We left first thing in the morning and immediately started ascending up to 14,931 meters (Kunzum Pass), which was the highest point we had been during our entire trip. We noticed it was cold and wet up there, but managed to take a few photos.

The roads throughout the trip were mostly dirt and unpaved, but today brought several more challenges. In the gallery below you will find photos of the roads immediately leaving Kunzum Pass.

Then we encountered our first problem. I noticed it first when I looked to the right and saw there was dirt falling off the side of the mountain, but it was a constant stream of dirt.

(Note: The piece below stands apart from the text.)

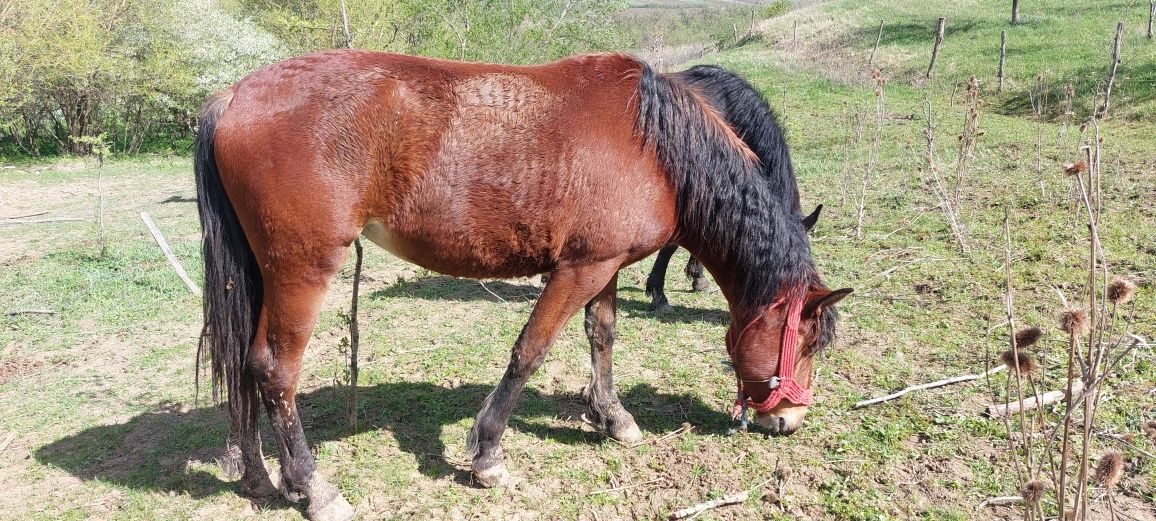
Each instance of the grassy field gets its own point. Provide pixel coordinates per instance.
(99, 399)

As we advanced and slowed, I realized this was my first landslide! Fortunately no one was hurt, but we were sitting ducks. Mud continued to stream down the rock face onto the road, bringing large rocks with it. We sat for one hour, which turned into two hours, as we tried to come up with a way forward.

No one had cell service. Our team was split into two and we had no idea what was going to happen next. Were we going to turn back and camp in the biting cold? At this point, no one really had much to eat and it was now 2 p.m. and we had already been in the car for six hours.

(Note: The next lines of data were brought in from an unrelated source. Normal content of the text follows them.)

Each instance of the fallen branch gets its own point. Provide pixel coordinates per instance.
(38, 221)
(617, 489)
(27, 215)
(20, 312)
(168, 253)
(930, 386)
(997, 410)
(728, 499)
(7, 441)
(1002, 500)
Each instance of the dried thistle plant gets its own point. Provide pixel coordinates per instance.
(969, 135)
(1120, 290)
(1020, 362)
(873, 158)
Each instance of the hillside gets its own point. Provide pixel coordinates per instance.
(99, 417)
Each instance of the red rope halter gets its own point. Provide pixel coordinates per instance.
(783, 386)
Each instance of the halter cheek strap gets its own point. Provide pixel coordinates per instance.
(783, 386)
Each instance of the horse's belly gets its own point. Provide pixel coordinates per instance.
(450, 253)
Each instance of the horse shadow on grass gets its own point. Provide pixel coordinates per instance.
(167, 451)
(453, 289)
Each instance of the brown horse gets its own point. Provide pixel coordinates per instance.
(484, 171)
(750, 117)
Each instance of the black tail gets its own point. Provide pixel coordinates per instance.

Some of those ahead of us, including some motorcyclists, opted to go around the mudslides but it was not easy. We finally took this option and I have some pretty remarkable videos of this, compiled in the gallery below.

Afterward, we had a quick bite to eat in the rain and soldiered on. We only had 17 km to go, but we had no idea what was ahead.

Given the nonstop rain, we knew that we had challenges, but this one was even more interesting. We came to a point where we were next to a raging river and then we noticed the road itself had become a raging river. One of the vans got stuck, but our kitchen truck came to the rescue.

There were literally seven or eight people trying in vain to get the van unstuck (all of them braving the frigid ankle-deep water to do so) but the kitchen truck and a piece of rope got the job done.

The video in the gallery shows our vehicles truly doing some amazing “off roading” in order to get us safely to our next camp site, which we finally reached around 7 p.m. Granted we were back in pit toilets covered by the blue tents, but this was surely better than traversing rivers in our vehicles.